Макс не закончил. Он одарил Джулза самым ужасным презрительным взглядом:

– Ты, должно быть, действительно хочешь этого повышения.

Ай!

– Вы знаете, что да, – ответил Джулз.

Ворота открылись, и он наклонился вперед, всматриваясь сквозь влажное ветровое стекло в поисках знака длительной стоянки. А вот и она. Прямо по курсу.

Он не отводил от нее взгляда, потому что страшное лицо Макса, как известно, заставляло подчиненных пачкать штаны, а в его сумке с необходимыми вещами, хранящейся в багажнике, были только чистые рубашки и аккуратно скатанная пара джинсов.

Он чувствовал плавящий металл взгляд Макса, проезжая знак «Стоянка заполнена» и поднимаясь по рампе на следующий уровень.

– Хотя, знаете, я думаю, что уже добился цели, дав волю рукам и накричав на Пегги Райан, – сказал Джулз боссу. – Впечатляюще всыпал ей, вам не кажется? Я в деле. По-крупному. Этот текущий расход на авиабилет до Гамбурга в последнюю минуту – просто страховка. Потому что я посчитал, понимаете, что вы, наверное, не захотите сексуальных услуг.

Макс снова издал этот похожий на смешок звук, но Джулз не мог сказать, был это хороший знак или плохой.

– Мне стоит тебя уволить.

– Вы можете это сделать, – согласился Джулз. – Но вы знаете, что Пегги, вероятно, тоже уволится. Из солидарности, потому что я ей очень нравлюсь. И я все-таки полечу в Гамбург с вами, уволенный или нет, так что станет ли вам от этого действительно лучше?

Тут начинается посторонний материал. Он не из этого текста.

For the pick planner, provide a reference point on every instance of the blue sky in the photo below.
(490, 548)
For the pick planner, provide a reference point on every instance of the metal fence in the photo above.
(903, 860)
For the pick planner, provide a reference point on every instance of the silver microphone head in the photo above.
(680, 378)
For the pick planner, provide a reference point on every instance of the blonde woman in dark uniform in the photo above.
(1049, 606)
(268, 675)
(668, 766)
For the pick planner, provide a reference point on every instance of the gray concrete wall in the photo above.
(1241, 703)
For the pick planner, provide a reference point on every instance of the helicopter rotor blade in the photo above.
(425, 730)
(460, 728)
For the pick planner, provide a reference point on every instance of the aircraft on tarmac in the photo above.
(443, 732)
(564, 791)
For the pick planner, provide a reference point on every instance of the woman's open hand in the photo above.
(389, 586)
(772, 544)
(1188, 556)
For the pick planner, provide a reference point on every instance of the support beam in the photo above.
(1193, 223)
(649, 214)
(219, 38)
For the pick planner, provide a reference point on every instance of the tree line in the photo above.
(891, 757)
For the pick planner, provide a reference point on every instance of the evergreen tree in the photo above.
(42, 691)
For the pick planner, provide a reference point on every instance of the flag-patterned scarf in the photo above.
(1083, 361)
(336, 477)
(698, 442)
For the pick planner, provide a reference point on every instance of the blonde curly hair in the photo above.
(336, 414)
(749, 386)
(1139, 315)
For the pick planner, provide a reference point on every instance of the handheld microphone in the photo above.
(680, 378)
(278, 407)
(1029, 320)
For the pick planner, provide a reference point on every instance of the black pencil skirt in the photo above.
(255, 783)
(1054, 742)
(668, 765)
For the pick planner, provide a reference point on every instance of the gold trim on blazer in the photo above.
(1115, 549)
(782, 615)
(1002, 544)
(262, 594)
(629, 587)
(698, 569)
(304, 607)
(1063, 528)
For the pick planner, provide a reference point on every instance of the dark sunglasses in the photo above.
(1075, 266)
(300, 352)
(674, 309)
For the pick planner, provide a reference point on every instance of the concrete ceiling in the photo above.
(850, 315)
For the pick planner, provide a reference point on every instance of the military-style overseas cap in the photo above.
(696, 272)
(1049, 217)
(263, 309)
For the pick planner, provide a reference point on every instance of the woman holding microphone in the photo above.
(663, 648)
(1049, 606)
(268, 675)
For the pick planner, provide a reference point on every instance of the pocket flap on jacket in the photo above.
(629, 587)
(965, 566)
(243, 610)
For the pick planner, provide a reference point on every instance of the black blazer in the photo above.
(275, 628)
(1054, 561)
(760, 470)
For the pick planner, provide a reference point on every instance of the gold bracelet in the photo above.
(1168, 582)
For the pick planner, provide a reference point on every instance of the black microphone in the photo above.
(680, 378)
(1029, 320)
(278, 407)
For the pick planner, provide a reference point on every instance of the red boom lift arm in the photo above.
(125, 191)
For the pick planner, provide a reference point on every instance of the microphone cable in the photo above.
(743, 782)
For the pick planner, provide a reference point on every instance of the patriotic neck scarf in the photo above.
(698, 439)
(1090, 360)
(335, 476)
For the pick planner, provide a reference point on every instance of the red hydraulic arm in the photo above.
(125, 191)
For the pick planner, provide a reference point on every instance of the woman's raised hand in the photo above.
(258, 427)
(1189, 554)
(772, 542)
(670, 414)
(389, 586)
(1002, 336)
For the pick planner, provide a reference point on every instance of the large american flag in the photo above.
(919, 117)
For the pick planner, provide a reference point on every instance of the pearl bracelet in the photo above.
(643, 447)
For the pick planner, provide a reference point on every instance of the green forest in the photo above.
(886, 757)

Джулз обнаружил, возможно, последнее свободное место для стоянки на всей парковке. Оно было настолько далеко от прохода к терминалу, насколько возможно. И все же, пока он парковался там, вознес благодарственную молитву святому покровителю стоянок, а также его благородному брату – герою, который изобрел багаж на колесиках.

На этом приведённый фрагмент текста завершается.